In the context of this album, one song stands out as perhaps an object lesson in what happens when one chooses to remain oblivious to the lessons imparted elsewhere in the tunes leading up to it. “Moonlight and Makeup (One More Mistake)” is an old story, the girl whose outer beauty masks a desolate, lost interior, a total lack of self-worth and self-respect in a corrosive quest for connection. Over mournful guitar and fiddle, Lane calmly lays out the sorrowful scenario with all the signposts of destruction clearly visible in her mien: She’s only ever focused on/her outer beauty that will be gone/and leave her stranded in a sea of abandoned dreams/she knows a night with him/won’t take away her loneliness/and mascara can’t hide the sadness in her eyes/there’s a growing hole that can’t be filled/while she loses herself in drinks and pills/it’s her temporary escape/so tonight she’ll make one more mistake.
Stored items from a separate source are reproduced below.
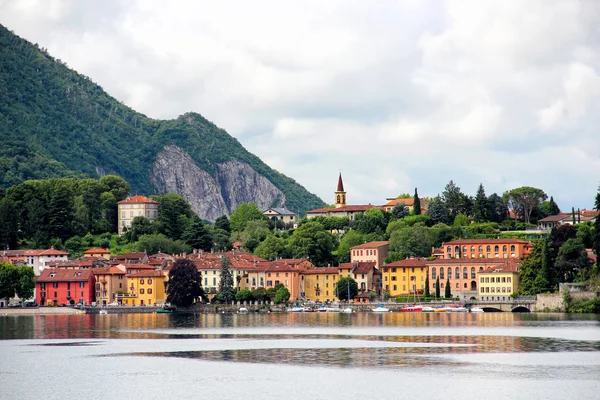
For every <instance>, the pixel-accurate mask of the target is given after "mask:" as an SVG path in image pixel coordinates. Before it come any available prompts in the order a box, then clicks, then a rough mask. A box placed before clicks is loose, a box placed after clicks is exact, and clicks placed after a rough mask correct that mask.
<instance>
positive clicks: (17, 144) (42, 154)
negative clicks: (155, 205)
mask: <svg viewBox="0 0 600 400" xmlns="http://www.w3.org/2000/svg"><path fill="white" fill-rule="evenodd" d="M0 141H1V142H2V146H1V147H0V186H2V187H8V186H12V185H15V184H18V183H20V182H23V181H25V180H28V179H43V178H52V177H70V176H78V177H85V176H87V177H94V178H97V177H98V176H100V175H103V174H116V175H119V176H121V177H123V178H124V179H126V180H127V181H128V182H129V183H130V184H131V187H132V190H133V191H136V192H140V193H146V194H152V193H154V192H155V189H154V187H153V186H152V184H151V182H150V171H151V169H152V163H153V161H154V159H155V157H156V154H157V153H158V152H160V151H161V150H162V149H163V148H164V146H165V145H169V144H173V145H177V146H179V147H181V148H182V149H184V150H186V151H187V152H188V153H189V154H190V155H191V156H192V158H193V159H194V161H195V162H196V163H197V164H198V165H199V166H200V167H201V168H202V169H204V170H205V171H207V172H209V173H213V172H214V168H215V164H216V163H220V162H225V161H230V160H232V159H237V160H239V161H242V162H245V163H247V164H249V165H250V166H251V167H252V168H253V169H254V170H255V171H257V172H258V173H260V174H261V175H263V176H265V177H266V178H267V179H268V180H270V181H271V182H272V183H273V184H274V185H275V186H277V187H278V188H279V189H280V190H281V191H282V192H283V193H284V194H285V195H286V198H287V202H286V205H287V206H288V207H289V208H291V209H294V210H301V211H305V210H307V209H310V208H316V207H320V206H322V205H323V202H322V201H321V200H320V199H319V198H318V197H317V196H315V195H313V194H311V193H309V192H308V191H306V189H304V188H303V187H302V186H300V185H299V184H297V183H296V182H295V181H294V180H293V179H290V178H288V177H286V176H284V175H282V174H280V173H278V172H277V171H274V170H272V169H271V168H269V167H268V166H267V165H266V164H264V163H263V162H262V161H261V160H260V159H259V158H258V157H256V156H254V155H253V154H251V153H249V152H248V151H247V150H246V149H244V147H242V145H241V144H240V143H239V142H238V141H237V140H236V139H235V138H233V137H231V136H230V135H229V134H227V132H225V131H224V130H222V129H220V128H218V127H217V126H215V125H214V124H212V123H211V122H210V121H208V120H206V119H205V118H203V117H202V116H201V115H199V114H196V113H187V114H184V115H182V116H180V117H179V118H177V119H175V120H169V121H161V120H154V119H151V118H148V117H146V116H145V115H143V114H140V113H138V112H136V111H135V110H132V109H131V108H129V107H127V106H125V105H124V104H122V103H120V102H119V101H117V100H116V99H114V98H112V97H111V96H109V95H108V94H107V93H106V92H105V91H104V90H103V89H102V88H101V87H100V86H98V85H96V84H95V83H93V82H92V81H91V80H90V79H89V78H87V77H85V76H82V75H80V74H78V73H76V72H75V71H73V70H71V69H69V68H68V67H67V66H66V65H65V63H63V62H62V61H61V60H57V59H54V58H53V57H51V56H50V55H49V54H48V53H47V52H46V51H45V50H44V49H40V48H39V47H38V46H37V45H33V44H31V43H29V42H27V41H25V40H23V39H21V38H19V37H18V36H16V35H14V34H13V33H11V32H10V31H9V30H7V29H6V28H5V27H3V26H1V25H0Z"/></svg>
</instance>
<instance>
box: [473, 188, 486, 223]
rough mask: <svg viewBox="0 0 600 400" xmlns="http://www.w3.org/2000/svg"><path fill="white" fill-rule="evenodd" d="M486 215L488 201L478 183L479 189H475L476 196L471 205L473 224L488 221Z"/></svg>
mask: <svg viewBox="0 0 600 400" xmlns="http://www.w3.org/2000/svg"><path fill="white" fill-rule="evenodd" d="M488 213H489V209H488V200H487V197H486V195H485V189H484V188H483V183H480V184H479V188H478V189H477V194H476V195H475V202H474V204H473V219H474V220H475V222H485V221H488V220H489V216H488Z"/></svg>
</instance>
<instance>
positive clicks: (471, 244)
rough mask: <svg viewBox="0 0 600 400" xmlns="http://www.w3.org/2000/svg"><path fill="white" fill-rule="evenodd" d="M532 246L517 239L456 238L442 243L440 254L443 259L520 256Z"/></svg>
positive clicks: (527, 242) (508, 256) (520, 257)
mask: <svg viewBox="0 0 600 400" xmlns="http://www.w3.org/2000/svg"><path fill="white" fill-rule="evenodd" d="M532 246H533V244H532V243H531V242H529V241H526V240H519V239H458V240H453V241H450V242H445V243H442V246H441V254H442V257H443V258H445V259H450V258H462V259H465V258H471V259H473V258H521V257H523V256H526V255H527V254H529V253H530V252H531V248H532ZM439 254H440V253H438V257H439Z"/></svg>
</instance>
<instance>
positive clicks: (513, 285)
mask: <svg viewBox="0 0 600 400" xmlns="http://www.w3.org/2000/svg"><path fill="white" fill-rule="evenodd" d="M519 264H520V263H519V262H511V263H506V264H503V265H496V266H493V267H489V268H487V269H485V270H483V271H480V272H478V273H477V279H478V281H479V301H507V300H509V299H510V295H511V294H513V293H518V292H519Z"/></svg>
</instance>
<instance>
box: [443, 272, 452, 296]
mask: <svg viewBox="0 0 600 400" xmlns="http://www.w3.org/2000/svg"><path fill="white" fill-rule="evenodd" d="M444 297H445V298H447V299H449V298H451V297H452V289H451V288H450V278H449V277H448V279H446V286H445V287H444Z"/></svg>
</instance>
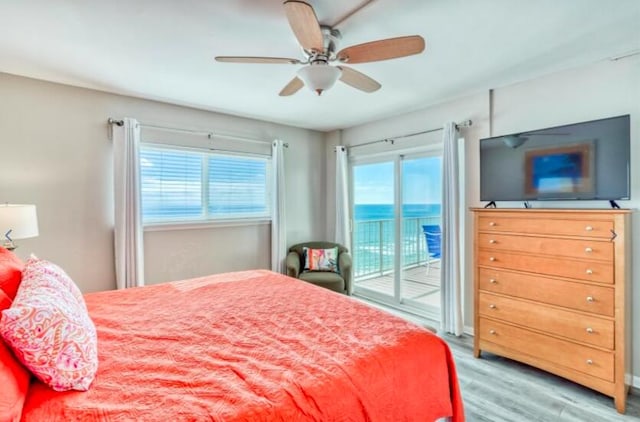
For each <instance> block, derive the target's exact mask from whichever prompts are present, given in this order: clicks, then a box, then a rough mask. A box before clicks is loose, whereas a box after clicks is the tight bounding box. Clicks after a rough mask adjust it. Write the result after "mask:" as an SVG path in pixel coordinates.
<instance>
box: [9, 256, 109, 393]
mask: <svg viewBox="0 0 640 422" xmlns="http://www.w3.org/2000/svg"><path fill="white" fill-rule="evenodd" d="M40 264H41V262H40V263H38V265H35V264H34V267H35V268H32V269H31V271H29V269H28V267H29V263H27V268H26V269H25V272H24V274H23V278H22V283H21V284H20V288H19V289H18V294H17V295H16V298H15V300H14V301H13V304H12V306H11V308H9V309H6V310H4V311H2V317H1V318H0V335H1V336H2V337H3V338H4V339H5V341H6V343H7V344H8V345H9V346H10V347H11V348H12V349H13V351H14V353H15V355H16V356H17V357H18V359H19V360H20V361H21V362H22V363H23V364H24V365H25V366H26V367H27V368H29V370H30V371H31V372H32V373H33V374H34V375H35V376H36V377H38V378H39V379H40V380H41V381H43V382H44V383H46V384H47V385H49V386H50V387H51V388H53V389H54V390H56V391H67V390H79V391H86V390H88V389H89V386H90V385H91V382H92V381H93V379H94V377H95V374H96V371H97V370H98V339H97V335H96V329H95V326H94V325H93V322H92V321H91V319H90V318H89V314H88V313H87V309H86V306H85V304H84V300H83V301H82V302H81V303H80V302H79V301H78V300H77V298H76V297H75V295H74V294H73V293H72V290H73V289H69V288H64V287H61V286H64V284H63V282H61V281H60V280H59V275H60V274H59V273H58V272H57V271H48V270H47V268H48V267H46V266H41V265H40ZM56 268H57V267H56ZM60 271H62V270H60ZM62 273H64V272H62ZM65 276H66V274H65ZM67 278H68V277H67ZM69 280H70V279H69ZM71 283H73V282H72V281H71ZM74 286H75V285H74ZM67 287H68V286H67ZM76 289H77V287H76ZM78 293H79V292H78ZM80 298H82V296H80Z"/></svg>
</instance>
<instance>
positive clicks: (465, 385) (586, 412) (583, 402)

If that isn’t a song for our time, or one of the songs for our time, then there isn’t one.

‘Moonshine and Makeup (One More Mistake),’ Raven and Red, from We Rise Up

‘Today,’ a beautiful cover of the New Christy Minstrels’ 1964 hit, Raven and Red, from We Rise Up

But the album in a sense ends with the song preceding “Moonshine and Makeup,” a surprising, and exceedingly touching, mountain-flavored reading of Larry Sparks’s heart tugging “Today,” a major hit in 1964—and one of the Sixties’ greatest singles–for Sparks’s group The New Christy Minstrels (fun fact: those passing through the Minstrels’ ‘60s lineup included Barry “Eve of Destructin” McGuire, Kenny Rogers and there other First Edition founders in Thelma Camacho, Terry Williams and Mike Settle, soon-to-be-Byrd Gene Clark, actress/singer Karen Black, Kim Carnes with “Betty Davis Eyes” far in her future, future Miss America Terry Ann Meeuwsen, and future Lovin’ Spoonful member Jerry Yester). Raven and Red pick up the pace a bit from the original but the aching beauty of the original is intact, and Lane, with a velvety harmony assist from Ms. Jones, who adds another tender fiddle solo to tear you up just a little bit more, brings it all home with abundant beauty infusing his reading. What a moment.
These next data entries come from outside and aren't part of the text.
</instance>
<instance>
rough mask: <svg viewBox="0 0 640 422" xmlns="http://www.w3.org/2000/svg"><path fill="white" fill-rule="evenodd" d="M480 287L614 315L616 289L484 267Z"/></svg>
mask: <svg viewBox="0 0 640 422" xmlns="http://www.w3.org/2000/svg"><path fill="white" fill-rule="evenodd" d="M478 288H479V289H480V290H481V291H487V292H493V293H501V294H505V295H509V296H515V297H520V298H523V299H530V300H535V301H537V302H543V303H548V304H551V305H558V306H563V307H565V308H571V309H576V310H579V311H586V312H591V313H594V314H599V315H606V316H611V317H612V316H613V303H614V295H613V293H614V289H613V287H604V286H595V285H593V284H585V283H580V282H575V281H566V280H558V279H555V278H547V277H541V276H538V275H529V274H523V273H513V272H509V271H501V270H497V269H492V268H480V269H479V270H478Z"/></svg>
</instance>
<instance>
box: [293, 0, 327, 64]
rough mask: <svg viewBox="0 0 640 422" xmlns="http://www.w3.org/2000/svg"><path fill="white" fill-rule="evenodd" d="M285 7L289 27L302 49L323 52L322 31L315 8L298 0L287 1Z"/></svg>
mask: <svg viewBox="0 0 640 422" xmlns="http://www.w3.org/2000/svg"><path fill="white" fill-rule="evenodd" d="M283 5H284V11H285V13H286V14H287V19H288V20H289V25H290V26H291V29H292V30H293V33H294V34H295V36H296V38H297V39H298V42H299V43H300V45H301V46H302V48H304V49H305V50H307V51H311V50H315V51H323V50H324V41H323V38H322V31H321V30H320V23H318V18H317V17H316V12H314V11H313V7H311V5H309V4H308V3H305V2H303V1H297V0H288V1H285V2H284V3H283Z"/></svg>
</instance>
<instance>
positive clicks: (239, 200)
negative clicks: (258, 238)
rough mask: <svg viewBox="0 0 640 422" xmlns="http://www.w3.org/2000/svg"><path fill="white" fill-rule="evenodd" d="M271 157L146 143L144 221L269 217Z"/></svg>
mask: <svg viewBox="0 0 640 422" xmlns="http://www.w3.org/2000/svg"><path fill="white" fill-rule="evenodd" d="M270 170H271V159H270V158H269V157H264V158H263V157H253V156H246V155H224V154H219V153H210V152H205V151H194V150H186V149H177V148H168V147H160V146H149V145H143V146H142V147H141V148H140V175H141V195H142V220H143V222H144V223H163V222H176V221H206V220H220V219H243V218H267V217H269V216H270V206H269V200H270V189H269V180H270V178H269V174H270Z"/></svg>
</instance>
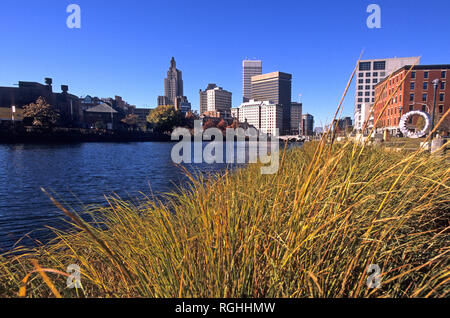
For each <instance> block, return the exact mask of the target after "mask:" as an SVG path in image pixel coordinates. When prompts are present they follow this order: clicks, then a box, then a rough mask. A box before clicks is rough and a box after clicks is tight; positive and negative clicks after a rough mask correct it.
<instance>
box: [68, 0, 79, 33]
mask: <svg viewBox="0 0 450 318" xmlns="http://www.w3.org/2000/svg"><path fill="white" fill-rule="evenodd" d="M66 12H67V13H70V15H69V16H68V17H67V20H66V25H67V27H68V28H69V29H81V8H80V6H79V5H78V4H69V5H68V6H67V9H66Z"/></svg>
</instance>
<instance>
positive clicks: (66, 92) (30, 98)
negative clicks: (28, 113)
mask: <svg viewBox="0 0 450 318" xmlns="http://www.w3.org/2000/svg"><path fill="white" fill-rule="evenodd" d="M68 90H69V87H68V86H67V85H62V86H61V91H62V92H61V93H55V92H53V87H52V79H51V78H46V79H45V84H40V83H37V82H23V81H21V82H19V83H18V86H17V87H0V108H1V109H2V110H1V111H0V112H1V113H2V114H7V117H9V115H8V112H9V113H10V112H11V111H10V110H11V109H12V106H15V108H16V112H17V113H18V114H21V113H22V110H23V107H24V106H26V105H28V104H30V103H34V102H36V100H37V99H38V98H39V97H44V98H45V100H46V101H47V103H48V104H50V105H51V106H52V108H53V109H55V110H57V111H59V113H60V115H61V120H62V122H63V124H65V125H67V126H71V125H75V126H76V125H80V124H81V123H82V121H83V111H82V108H81V105H80V100H79V98H78V97H77V96H75V95H72V94H70V93H68ZM3 117H5V116H3ZM20 119H21V118H20V117H17V118H16V120H20Z"/></svg>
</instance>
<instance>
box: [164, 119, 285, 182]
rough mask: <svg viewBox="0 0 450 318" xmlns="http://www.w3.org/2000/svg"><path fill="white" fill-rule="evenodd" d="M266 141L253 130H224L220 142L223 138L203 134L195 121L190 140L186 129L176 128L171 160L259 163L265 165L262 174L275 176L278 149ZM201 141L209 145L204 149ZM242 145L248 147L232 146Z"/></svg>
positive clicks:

Raven and Red, title track from We Rise Up

So after today comes “Moonshine and Makeup,” followed by the aforementioned instrumental medley (which does give the third member of the basic trio, Cole King, a star turn on mandolin—and get this, he’s still in high school) and winding up with the mission statement, “We Rise Up,” perhaps the starting point for the next album as much as it is a summation of the big theme of this project. Whatever you make of this theory, the fact of the matter is We Rise Up is a stunning debut for Raven and Red as a self-contained unit and, at once, reason to keep a close eye on these young artists. They’re going places, and fast.